A COVID-19 vaccine candidate which is currently undergoing early-stage human trials in China, can produce a “robust” immune response against the novel coronavirus in mice and macaques, a new study says. The researchers, including those from Tsinghua University in China, noted that the vaccine candidate, called ARCoV, elicited both antibody as well as cell mediated immune response against the novel coronavirus SARS-CoV-2 in mice and non-human primates.
According to the study, published in the journal Cell, the ARCoV mRNA vaccine candidate is currently being evaluated in phase I human trials to assess whether it is safe and generates an immune response in humans.
The mRNA vaccine enables host cells to produce the RBD protein which the virus uses to enter cells, enabling the immune system to develop a defence, the study noted.
This technology, according to the study, is similar to the one used by the US biotechnology company Moderna for its vaccine candidate mRNA-1273. In the current study, the researchers showed that the mRNA vaccine candidate can be delivered into host cells using ultra small lipid molecules as carriers.
“Here, we developed a lipid-nanoparticle-encapsulated mRNA (mRNA-LNP) encoding the receptor binding domain (RBD) of SARS-CoV-2 as a vaccine candidate (termed ARCoV),” the scientists wrote in the study.
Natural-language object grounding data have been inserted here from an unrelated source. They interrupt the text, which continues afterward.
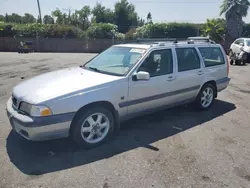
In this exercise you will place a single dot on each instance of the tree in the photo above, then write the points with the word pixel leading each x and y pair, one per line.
pixel 28 18
pixel 234 11
pixel 14 18
pixel 149 18
pixel 125 16
pixel 215 29
pixel 58 15
pixel 101 14
pixel 47 19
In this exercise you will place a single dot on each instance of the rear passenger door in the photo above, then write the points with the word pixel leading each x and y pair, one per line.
pixel 190 75
pixel 215 66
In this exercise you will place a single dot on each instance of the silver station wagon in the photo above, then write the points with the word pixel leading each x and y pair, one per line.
pixel 88 102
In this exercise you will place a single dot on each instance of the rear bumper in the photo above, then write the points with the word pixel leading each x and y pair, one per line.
pixel 40 128
pixel 222 84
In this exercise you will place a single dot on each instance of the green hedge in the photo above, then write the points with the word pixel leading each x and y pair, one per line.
pixel 104 30
pixel 43 30
pixel 96 30
pixel 167 30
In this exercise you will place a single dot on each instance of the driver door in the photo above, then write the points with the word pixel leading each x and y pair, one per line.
pixel 156 92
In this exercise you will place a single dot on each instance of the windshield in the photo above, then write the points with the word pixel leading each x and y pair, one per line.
pixel 115 60
pixel 248 42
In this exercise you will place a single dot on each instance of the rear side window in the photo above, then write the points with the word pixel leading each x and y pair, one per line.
pixel 239 41
pixel 212 56
pixel 188 59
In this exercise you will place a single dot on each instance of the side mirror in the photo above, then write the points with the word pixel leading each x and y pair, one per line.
pixel 141 76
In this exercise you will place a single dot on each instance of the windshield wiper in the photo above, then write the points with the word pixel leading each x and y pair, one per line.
pixel 94 69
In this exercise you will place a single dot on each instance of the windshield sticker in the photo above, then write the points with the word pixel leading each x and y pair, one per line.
pixel 137 50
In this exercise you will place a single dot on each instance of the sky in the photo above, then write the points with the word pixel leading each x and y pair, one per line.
pixel 196 11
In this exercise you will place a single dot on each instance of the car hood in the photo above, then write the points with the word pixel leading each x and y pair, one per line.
pixel 58 83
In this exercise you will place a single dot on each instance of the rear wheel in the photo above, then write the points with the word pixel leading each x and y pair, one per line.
pixel 206 97
pixel 94 127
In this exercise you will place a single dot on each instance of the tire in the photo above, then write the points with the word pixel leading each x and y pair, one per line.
pixel 199 102
pixel 237 62
pixel 93 127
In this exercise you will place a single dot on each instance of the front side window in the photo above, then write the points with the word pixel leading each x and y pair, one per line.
pixel 115 60
pixel 159 62
pixel 212 56
pixel 188 59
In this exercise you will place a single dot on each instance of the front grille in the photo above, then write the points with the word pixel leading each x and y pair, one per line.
pixel 14 101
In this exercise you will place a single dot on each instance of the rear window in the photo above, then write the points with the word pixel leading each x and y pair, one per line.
pixel 188 59
pixel 212 56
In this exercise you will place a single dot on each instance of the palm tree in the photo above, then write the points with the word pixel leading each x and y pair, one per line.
pixel 234 11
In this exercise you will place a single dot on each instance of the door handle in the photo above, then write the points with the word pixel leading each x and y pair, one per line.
pixel 171 78
pixel 200 73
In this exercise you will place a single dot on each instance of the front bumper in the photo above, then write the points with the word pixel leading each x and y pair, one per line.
pixel 39 128
pixel 222 83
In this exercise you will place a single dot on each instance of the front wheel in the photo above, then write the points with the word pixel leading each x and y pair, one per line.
pixel 94 127
pixel 206 97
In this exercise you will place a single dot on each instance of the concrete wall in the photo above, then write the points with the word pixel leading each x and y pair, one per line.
pixel 8 44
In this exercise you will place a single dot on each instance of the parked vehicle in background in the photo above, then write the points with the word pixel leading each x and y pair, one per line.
pixel 239 52
pixel 88 102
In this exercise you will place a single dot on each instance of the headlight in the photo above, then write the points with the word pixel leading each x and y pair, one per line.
pixel 36 111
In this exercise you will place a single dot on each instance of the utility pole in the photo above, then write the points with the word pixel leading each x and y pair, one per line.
pixel 39 9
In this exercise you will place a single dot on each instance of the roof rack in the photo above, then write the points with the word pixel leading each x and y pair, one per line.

In humans, the researchers said the vaccine can be delivered as an injection into the muscle.
They said a single dose or two doses of ARCoV generated “robust antibody and T cell responses in mice and non-human primates against multiple epidemic SARS-CoV-2 strains.” According to the study, the vaccine formulation remained stable and efficient for delivery at 25 degrees Celsius for at least one week.
“These unique features of ARCoV make it a promising COVID-19 vaccine candidate with universal availability and global accessibility,” the study noted. Citing a limitation of the study, the researchers said the immunised mice were tested only with a “mouse-adapted strain of SARS-CoV-2.”
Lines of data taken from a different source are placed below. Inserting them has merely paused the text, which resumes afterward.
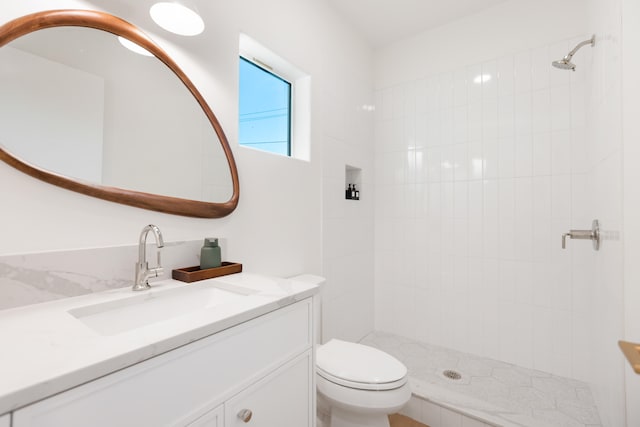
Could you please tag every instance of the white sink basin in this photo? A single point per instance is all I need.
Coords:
(148, 307)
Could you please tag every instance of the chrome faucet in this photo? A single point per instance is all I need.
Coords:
(143, 272)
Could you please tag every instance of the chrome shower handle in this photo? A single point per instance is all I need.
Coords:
(593, 235)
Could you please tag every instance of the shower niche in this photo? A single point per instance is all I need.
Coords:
(352, 182)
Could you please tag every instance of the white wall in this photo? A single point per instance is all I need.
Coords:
(603, 306)
(631, 150)
(44, 118)
(278, 226)
(476, 183)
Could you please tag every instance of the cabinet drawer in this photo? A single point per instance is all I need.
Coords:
(177, 387)
(282, 399)
(213, 418)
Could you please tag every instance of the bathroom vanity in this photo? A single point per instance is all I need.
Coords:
(242, 354)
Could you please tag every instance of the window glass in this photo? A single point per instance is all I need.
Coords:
(265, 110)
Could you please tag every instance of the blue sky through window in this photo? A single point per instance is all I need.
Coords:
(265, 106)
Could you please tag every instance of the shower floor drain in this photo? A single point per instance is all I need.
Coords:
(451, 374)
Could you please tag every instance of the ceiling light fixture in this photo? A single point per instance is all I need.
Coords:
(134, 47)
(482, 78)
(177, 17)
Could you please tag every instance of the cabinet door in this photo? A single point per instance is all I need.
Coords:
(212, 418)
(282, 399)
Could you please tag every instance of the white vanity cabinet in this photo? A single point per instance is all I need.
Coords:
(264, 366)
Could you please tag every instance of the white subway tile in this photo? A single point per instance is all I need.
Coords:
(446, 126)
(506, 116)
(460, 162)
(560, 152)
(420, 96)
(460, 88)
(541, 110)
(523, 113)
(561, 196)
(446, 90)
(432, 91)
(506, 157)
(475, 161)
(433, 137)
(490, 80)
(560, 97)
(489, 119)
(490, 159)
(506, 76)
(542, 154)
(398, 102)
(474, 84)
(522, 72)
(523, 155)
(540, 68)
(461, 124)
(474, 121)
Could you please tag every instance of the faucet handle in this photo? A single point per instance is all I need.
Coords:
(156, 272)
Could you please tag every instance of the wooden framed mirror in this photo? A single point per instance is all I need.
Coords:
(96, 155)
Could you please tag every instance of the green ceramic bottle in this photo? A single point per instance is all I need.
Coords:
(210, 256)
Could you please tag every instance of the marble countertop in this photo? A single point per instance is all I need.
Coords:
(46, 350)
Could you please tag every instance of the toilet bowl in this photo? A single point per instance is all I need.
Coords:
(359, 385)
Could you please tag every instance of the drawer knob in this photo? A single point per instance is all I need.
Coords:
(245, 415)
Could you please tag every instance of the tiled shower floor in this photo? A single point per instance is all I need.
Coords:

They said further experiments challenging vaccinated animals with virus strains prevalent in the ongoing pandemic will provide more data about the protective efficacy. The scientists added that the duration of neutralising antibody response induced by ARCoV is yet to be determined. “Future studies are needed to evaluate the long-term immune response in animal models and the effectiveness of ARCoV in humans,” the study noted.